Concernant les résidences secondaires, pour pouvoir procéder à la location de courte durée, selon la typologie de la Commune, celle-ci doit donner une autorisation préalable obligatoire (permis de louer).
Dans ce cas, le local ne va plus être considéré comme un local d'habitation mais comme un local commercial.
Copropriété et encadrement de l'activité de location meublée de courte durée
L'article 9 de la loi du 10 juillet 1965, qui régit la copropriété, rappelle que chaque copropriétaire use et jouit librement des parties communes et privatives sous réserve ne pas porter atteinte ni aux droits des autres copropriétaires ni à la destination de l'immeuble.

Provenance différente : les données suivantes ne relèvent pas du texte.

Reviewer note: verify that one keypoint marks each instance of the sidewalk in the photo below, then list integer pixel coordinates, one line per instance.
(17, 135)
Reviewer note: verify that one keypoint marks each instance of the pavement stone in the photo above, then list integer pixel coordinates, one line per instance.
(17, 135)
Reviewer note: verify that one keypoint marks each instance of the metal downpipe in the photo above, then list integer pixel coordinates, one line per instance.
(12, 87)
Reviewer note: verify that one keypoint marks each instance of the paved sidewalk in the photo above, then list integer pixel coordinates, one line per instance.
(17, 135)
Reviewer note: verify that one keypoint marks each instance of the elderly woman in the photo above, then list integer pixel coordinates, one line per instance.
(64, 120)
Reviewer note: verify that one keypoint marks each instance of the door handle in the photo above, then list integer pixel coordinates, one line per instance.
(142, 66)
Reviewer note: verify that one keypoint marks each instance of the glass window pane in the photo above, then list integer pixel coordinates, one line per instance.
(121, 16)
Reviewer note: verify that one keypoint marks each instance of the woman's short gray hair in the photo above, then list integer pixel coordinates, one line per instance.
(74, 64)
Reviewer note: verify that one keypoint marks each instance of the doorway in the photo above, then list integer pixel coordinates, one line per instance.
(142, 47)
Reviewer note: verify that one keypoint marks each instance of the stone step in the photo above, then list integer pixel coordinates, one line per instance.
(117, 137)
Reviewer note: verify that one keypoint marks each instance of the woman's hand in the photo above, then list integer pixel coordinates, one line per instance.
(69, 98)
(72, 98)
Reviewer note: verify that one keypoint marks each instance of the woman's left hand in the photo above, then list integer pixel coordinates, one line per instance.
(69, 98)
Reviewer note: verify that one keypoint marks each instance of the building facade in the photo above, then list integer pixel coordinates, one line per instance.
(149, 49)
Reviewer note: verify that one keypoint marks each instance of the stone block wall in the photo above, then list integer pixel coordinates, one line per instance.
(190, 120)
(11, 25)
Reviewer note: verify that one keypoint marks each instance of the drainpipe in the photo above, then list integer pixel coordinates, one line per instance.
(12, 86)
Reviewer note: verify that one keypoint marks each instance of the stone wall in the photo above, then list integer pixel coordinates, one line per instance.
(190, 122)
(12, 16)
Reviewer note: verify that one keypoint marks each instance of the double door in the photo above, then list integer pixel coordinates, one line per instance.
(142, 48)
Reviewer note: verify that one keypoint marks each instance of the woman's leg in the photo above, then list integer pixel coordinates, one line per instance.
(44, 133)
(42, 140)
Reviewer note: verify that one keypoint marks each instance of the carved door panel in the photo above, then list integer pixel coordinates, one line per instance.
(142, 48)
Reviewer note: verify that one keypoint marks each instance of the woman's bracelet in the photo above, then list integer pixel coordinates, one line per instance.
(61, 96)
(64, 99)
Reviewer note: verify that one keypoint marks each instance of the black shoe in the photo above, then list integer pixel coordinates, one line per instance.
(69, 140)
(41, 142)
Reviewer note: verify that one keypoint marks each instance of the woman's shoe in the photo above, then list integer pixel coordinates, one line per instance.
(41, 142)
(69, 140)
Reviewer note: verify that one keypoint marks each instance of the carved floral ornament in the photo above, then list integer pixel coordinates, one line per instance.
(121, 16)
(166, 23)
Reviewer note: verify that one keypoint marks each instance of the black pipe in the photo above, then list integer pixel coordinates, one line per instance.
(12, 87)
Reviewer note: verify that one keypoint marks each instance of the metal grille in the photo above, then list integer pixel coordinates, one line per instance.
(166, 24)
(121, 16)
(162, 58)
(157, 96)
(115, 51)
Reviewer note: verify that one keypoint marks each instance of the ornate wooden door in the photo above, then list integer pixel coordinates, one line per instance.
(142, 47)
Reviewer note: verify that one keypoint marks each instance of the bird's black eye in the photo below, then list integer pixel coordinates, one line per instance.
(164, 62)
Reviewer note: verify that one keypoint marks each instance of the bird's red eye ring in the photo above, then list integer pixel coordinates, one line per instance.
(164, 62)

Par principe, un copropriétaire peut louer son bien comme il l'entend concernant sa résidence principale et toute clause du règlement qui subordonnerait la signature d'un bail à l'autorisation de la copropriété serait nulle.
C'est là que rentre en jeu la notion de destination de l'immeuble.
Ainsi, il a été jugé que les immeubles de haut standing pouvaient interdire la location d'un appartement ou d'une chambre de bonne pour des courtes durées.
La destination de l'immeuble, qui est à rechercher dans les stipulations notamment du règlement de copropriété, permet de savoir si l'activité de location de courte durée peut être autorisée ou non.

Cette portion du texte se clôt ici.